A HELOC is a second mortgage that allows you to borrow against the equity in your home up to a certain amount based on the home’s value and how much you still owe on the primary mortgage.
A variety of lenders issue home equity lines and each bank has different criteria, fees and payback options. Here are some basic facts about these loans to help you decide if a HELOC is a good idea.
Reasons to Take Out a Home Equity Line of Credit
The main purpose of a HELOC is to use the money to increase the value of your home.
“Ideally you’re supposed to use it to remodel your house, so it’s the ability to go in and buy a home, borrow against that home, and remodel it and make it yours,” says Mary Bell Carlson, a CFP and AFC, known as the Chief Financial Mom. “Now they get used for everything under the sun.”
Carlson says many people are using HELOCs to pay off high-interest credit card debt. The rates on most equity lines are much lower than on most credit cards after introductory offers. But it’s important to keep in mind that during the terms of the loans, the rates on HELOCs often adjust and can increase.
But she has a warning: “When you take money out (of equity) and borrow it for any reason — whether it’s for actually redoing your home or whether it’s for paying off credit card debt or for an emergency fund during a time of crisis — you are now taking an unsecured debt and you’re now securing it.”

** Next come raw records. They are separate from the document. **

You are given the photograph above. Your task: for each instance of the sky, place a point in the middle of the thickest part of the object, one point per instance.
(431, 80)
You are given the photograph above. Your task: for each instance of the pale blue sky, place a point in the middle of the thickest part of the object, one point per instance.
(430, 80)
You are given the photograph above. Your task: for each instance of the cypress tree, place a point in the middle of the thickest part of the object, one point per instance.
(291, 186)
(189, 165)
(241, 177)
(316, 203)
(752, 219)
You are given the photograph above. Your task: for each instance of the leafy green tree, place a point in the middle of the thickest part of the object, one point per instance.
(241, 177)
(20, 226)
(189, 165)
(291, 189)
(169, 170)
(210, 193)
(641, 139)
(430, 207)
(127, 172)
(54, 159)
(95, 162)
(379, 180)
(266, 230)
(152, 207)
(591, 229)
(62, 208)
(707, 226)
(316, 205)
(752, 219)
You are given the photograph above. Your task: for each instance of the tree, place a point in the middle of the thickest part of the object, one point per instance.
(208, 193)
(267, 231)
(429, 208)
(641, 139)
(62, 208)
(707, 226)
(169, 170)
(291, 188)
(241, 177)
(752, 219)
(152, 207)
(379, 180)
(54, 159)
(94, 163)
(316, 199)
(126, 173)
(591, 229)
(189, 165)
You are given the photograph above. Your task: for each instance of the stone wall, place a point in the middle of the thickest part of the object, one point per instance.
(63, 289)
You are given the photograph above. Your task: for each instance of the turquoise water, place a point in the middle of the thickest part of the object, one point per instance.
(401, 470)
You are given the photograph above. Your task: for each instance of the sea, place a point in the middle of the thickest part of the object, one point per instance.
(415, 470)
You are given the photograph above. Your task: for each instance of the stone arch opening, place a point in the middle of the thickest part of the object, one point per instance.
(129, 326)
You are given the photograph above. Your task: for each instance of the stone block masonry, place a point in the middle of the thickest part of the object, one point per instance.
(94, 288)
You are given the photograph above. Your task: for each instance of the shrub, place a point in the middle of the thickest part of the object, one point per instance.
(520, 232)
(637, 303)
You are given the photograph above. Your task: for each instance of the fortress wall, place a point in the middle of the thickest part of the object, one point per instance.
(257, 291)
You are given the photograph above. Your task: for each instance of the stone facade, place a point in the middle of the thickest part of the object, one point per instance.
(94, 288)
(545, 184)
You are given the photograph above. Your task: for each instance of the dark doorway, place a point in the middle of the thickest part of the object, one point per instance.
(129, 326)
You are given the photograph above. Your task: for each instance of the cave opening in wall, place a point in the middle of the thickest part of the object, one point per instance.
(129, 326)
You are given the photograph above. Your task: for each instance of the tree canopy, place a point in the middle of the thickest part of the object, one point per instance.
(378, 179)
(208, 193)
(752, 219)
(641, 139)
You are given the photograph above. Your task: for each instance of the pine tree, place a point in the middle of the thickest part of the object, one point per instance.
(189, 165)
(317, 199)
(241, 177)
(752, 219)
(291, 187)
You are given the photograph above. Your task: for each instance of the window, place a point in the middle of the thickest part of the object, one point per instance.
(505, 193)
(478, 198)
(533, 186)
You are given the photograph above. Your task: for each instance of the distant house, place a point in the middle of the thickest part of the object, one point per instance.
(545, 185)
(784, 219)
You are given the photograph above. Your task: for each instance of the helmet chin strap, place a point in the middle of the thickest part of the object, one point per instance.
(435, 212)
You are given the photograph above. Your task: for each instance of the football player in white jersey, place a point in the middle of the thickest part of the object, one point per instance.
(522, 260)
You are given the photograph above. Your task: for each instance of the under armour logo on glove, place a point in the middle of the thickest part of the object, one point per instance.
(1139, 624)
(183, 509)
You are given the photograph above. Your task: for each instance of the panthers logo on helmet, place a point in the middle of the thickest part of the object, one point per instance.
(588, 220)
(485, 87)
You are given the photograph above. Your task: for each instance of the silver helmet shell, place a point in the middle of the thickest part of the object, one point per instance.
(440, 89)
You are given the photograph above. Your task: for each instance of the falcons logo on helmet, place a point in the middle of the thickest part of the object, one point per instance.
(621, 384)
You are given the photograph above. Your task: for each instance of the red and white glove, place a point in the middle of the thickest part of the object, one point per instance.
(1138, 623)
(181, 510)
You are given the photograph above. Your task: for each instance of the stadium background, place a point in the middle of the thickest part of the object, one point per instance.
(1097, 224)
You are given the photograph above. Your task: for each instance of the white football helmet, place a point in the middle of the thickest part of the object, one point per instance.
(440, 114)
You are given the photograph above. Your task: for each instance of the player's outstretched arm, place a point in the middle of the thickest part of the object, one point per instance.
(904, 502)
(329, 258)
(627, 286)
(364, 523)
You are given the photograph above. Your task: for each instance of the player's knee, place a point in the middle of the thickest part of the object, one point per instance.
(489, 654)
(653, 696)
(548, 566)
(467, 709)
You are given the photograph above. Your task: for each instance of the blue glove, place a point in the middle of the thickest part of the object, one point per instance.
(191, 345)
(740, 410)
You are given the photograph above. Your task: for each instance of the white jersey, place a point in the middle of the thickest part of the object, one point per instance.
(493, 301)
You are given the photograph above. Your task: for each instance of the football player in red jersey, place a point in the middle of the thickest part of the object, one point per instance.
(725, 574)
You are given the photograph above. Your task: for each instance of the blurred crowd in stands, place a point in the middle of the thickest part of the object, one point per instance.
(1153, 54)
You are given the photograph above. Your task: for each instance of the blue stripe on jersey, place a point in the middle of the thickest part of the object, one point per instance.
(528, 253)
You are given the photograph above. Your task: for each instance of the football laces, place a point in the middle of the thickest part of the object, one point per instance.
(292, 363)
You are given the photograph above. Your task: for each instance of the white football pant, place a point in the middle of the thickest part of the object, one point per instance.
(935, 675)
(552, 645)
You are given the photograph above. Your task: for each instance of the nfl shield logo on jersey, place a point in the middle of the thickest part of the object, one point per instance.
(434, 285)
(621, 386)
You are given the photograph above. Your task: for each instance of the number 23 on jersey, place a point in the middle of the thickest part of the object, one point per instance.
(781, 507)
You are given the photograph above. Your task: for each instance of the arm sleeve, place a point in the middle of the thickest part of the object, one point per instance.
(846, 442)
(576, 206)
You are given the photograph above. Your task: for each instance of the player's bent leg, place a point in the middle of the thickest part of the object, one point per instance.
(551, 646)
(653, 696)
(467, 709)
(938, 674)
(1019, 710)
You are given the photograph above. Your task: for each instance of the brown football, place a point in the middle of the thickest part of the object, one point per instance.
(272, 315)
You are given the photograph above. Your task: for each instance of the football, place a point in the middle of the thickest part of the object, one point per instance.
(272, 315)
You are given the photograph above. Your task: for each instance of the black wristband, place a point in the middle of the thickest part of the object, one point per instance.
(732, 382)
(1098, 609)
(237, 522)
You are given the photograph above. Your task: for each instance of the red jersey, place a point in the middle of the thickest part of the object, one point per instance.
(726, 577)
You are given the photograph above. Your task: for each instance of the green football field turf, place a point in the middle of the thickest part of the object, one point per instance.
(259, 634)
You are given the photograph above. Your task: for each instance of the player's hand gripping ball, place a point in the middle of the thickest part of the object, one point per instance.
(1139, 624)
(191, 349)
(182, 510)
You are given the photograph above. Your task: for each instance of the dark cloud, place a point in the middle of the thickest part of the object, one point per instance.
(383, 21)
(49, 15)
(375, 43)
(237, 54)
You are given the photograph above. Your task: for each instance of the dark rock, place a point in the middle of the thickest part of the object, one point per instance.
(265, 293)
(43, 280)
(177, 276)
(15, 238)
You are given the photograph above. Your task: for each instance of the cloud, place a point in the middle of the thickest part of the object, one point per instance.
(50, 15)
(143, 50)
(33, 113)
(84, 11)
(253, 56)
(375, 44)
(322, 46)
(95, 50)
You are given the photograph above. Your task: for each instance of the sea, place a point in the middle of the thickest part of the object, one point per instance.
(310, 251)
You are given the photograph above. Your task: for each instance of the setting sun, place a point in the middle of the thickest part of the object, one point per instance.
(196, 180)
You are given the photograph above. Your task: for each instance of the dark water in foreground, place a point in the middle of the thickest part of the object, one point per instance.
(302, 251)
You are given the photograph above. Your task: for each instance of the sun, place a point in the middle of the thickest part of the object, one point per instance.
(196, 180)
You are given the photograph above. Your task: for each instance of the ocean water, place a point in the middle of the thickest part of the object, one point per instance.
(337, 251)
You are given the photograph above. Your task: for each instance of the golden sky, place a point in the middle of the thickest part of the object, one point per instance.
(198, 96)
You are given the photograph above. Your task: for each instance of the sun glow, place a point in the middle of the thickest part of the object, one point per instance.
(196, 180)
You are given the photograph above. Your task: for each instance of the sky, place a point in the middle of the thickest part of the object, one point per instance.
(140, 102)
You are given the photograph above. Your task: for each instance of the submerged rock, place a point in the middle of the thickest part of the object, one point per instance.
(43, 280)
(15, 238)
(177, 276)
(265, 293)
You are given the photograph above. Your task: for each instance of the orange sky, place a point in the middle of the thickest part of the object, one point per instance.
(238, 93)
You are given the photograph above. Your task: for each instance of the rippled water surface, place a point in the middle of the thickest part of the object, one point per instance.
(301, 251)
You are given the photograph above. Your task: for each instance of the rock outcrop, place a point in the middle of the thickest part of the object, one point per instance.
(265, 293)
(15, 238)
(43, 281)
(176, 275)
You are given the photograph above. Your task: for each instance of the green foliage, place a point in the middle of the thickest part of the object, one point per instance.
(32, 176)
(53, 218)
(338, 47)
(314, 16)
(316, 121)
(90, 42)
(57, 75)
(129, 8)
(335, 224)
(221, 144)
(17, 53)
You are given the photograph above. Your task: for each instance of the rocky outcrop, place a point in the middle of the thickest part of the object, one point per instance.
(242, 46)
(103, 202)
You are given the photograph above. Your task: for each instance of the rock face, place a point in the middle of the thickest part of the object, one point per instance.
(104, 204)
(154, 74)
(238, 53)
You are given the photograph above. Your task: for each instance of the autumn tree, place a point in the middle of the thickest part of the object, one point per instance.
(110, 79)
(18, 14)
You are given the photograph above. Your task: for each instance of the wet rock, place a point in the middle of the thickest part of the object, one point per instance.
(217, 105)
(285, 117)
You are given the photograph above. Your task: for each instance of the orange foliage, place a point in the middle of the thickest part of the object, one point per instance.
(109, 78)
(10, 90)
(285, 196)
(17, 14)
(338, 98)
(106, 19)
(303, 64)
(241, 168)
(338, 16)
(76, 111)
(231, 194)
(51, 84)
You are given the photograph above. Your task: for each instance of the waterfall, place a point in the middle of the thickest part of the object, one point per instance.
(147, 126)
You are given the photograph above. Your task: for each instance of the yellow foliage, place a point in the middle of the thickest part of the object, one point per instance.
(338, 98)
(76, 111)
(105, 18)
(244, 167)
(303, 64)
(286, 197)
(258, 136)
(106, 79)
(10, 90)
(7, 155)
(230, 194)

That means if you don’t pay, your home is at risk of foreclosure.
“If you don’t pay your equity lender, they can absolutely come and take your house,” she said. “There’s actually teeth to their bite, where with (debt collectors) they’re just annoying.”
Getting a Home Equity Line of Credit
Even with the risk, a lower interest loan against the equity of your home can be a way to get through a financial crisis.
The amount you can borrow depends on the current value of your home, how much you owe on your current mortgage, your debt to income ratio, your credit score and other criteria, depending on the lender.
But just because you have been paying on a mortgage doesn’t necessarily mean you have built equity. Equity is the difference between what your home is worth and what you owe. It builds over time as you pay down your mortgage.
“If you’re someone who put zero or 1% or 2% down and just purchased your home recently, you don’t have the ability to borrow against it,” Carlson says. An interest-only loan could also mean a lack of equity because you have not been paying down the principal, just the interest, she added.
Is a HELOC a Good Idea?
Carlson has some advice for those wondering if a HELOC is a good idea.
- Consider the fees and costs: Most likely, you will need an appraisal to determine your home’s current value and you might also need a title search. Those cost money, and there are also extra fees banks charge.
- Shop around: You don’t have to use the company that holds your first mortgage for the HELOC. Different banks offer different rates, so do your homework and find the best one.
- Know your debt-to-income ratio: Take a look at your net income and make sure you will have the money to pay both mortgages and enough left over for living expenses.
- Longevity: Think about how long you plan to stay in your house. The money from a HELOC needs to be paid back before selling the home, so if you plan to move in the near future, it might not make sense to borrow against the equity.
“Home equity lines of credit can be a very low cost borrowing alternative, if needed,” Carlson says. “So if you don’t have savings or reserve funds and are in need during this economic downturn and crisis, it can be a suitable borrowing technique.”